The direction of the “usual” wind is called the prevailing wind and it shapes our weather, rainfall, landscape and vegetation.
In places where the wind is strong the prevailing wind can be seen even when it isn’t blowing. Witness the trees in the photo above at Cardigan Bay in Wales.
On a global basis the prevailing wind is influenced by the earth’s rotation. As the earth spins the atmosphere swirls in a consistent way:
- From the equator (0o) to latitude 30o north and 30o south the prevailing winds are from the east. These are the trade winds that brought Christopher Columbus and cattle egrets(*) to the New World.
- From latitudes 30o to 60o the prevailing wind is from the west. The westerlies returned the trading ships to Europe.

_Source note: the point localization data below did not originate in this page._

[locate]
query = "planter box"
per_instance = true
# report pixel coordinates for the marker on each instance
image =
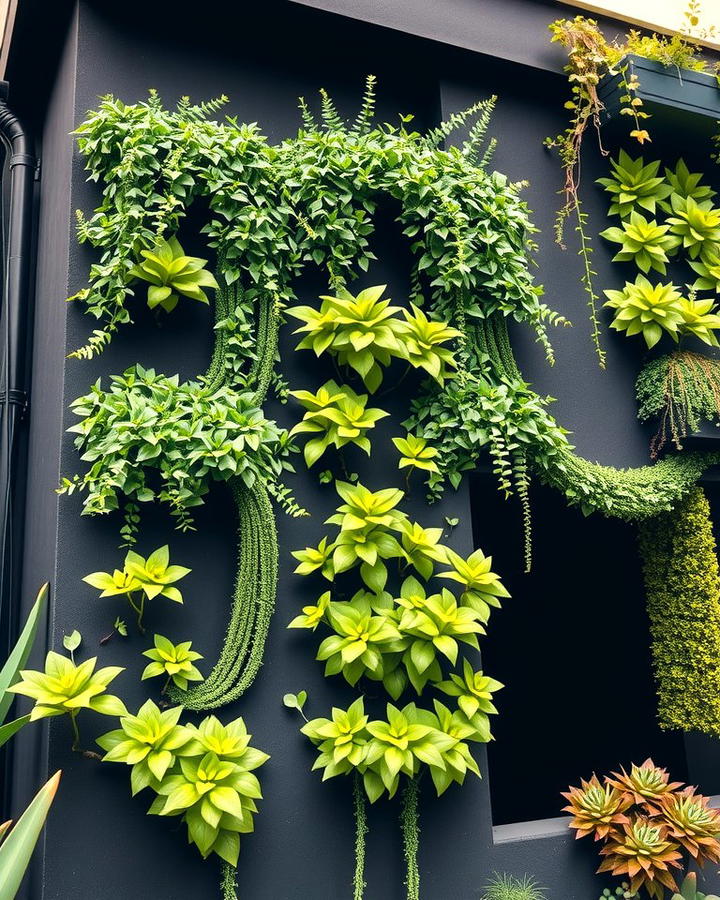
(680, 89)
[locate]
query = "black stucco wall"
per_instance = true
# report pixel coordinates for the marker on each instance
(99, 845)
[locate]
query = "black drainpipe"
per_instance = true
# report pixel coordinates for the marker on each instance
(19, 173)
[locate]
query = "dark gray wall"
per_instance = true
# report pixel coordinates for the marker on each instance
(99, 843)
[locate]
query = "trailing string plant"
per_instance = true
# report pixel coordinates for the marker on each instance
(648, 827)
(592, 58)
(682, 583)
(681, 390)
(405, 633)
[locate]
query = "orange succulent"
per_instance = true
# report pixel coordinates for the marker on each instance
(645, 784)
(692, 823)
(642, 852)
(596, 808)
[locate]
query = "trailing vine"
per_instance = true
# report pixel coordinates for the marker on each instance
(682, 390)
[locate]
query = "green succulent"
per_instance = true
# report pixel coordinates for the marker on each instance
(481, 586)
(415, 453)
(150, 742)
(356, 647)
(342, 740)
(172, 274)
(66, 688)
(647, 244)
(508, 887)
(422, 547)
(474, 692)
(359, 331)
(149, 578)
(175, 661)
(366, 519)
(634, 184)
(647, 309)
(685, 183)
(700, 319)
(337, 416)
(696, 225)
(707, 268)
(421, 340)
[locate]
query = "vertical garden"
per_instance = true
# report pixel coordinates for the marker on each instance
(305, 454)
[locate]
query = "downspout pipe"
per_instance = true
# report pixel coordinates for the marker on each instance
(16, 210)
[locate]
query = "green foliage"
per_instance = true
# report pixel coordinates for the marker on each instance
(365, 333)
(415, 453)
(508, 887)
(634, 184)
(17, 845)
(11, 670)
(148, 422)
(683, 595)
(682, 390)
(696, 224)
(643, 242)
(172, 660)
(64, 688)
(338, 416)
(140, 580)
(172, 274)
(202, 773)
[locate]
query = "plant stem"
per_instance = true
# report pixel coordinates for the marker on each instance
(76, 731)
(411, 837)
(361, 829)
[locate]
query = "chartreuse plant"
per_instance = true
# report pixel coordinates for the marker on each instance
(644, 243)
(141, 580)
(202, 773)
(365, 333)
(336, 416)
(508, 887)
(406, 633)
(65, 688)
(174, 661)
(171, 273)
(648, 827)
(634, 184)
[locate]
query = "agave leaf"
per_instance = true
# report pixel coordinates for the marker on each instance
(11, 670)
(17, 849)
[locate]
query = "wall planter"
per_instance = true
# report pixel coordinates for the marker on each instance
(678, 89)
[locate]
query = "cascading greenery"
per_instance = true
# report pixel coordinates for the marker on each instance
(683, 591)
(682, 390)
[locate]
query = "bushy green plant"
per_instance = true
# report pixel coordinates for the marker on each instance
(336, 416)
(171, 273)
(642, 242)
(682, 584)
(148, 422)
(365, 333)
(202, 773)
(508, 887)
(175, 661)
(140, 580)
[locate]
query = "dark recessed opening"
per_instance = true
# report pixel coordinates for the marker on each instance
(572, 648)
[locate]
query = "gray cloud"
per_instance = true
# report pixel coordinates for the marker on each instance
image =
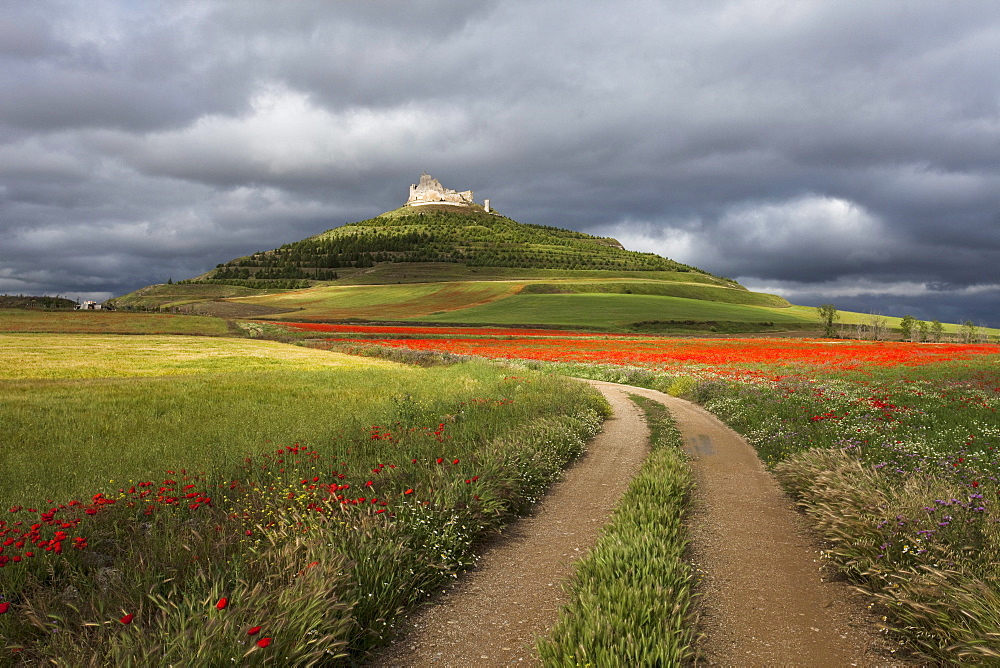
(806, 146)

- From latitudes 60o to the poles the prevailing wind is again from the east.
At any given point on earth the prevailing wind might not obey these rules due to location at a border latitude (30o, 60o), topography, or seasonal change.
Pittsburgh, at 40oNorth, has no stark topography so our prevailing wind obeys the general rule: it’s from the west or WSW.
We can see this on a wind rose that plots wind direction over time. Each data point is placed at its compass position. The more data points from that position, the longer the ray from the center.
Click here to see a wind rose depicting 30 years of data on Pittsburgh’s wind direction and here for the wind roses of 11 secondary airports (smaller towns) in Pennsylvania.
And what’s the wind like for those trees in the photo above? Right now it looks like this (scroll down to see the label “Cardigan Golf Club” and watch the wind swirl around the UK).
(photo of wind-shaped trees by Rudi Winter from Wikimedia Commons. Wind rose from epa.gov. Click on the images to see the originals.)
* Cattle egrets are originally from Africa. They flew to South American on their own — perhaps in a strong storm carried by the trade winds.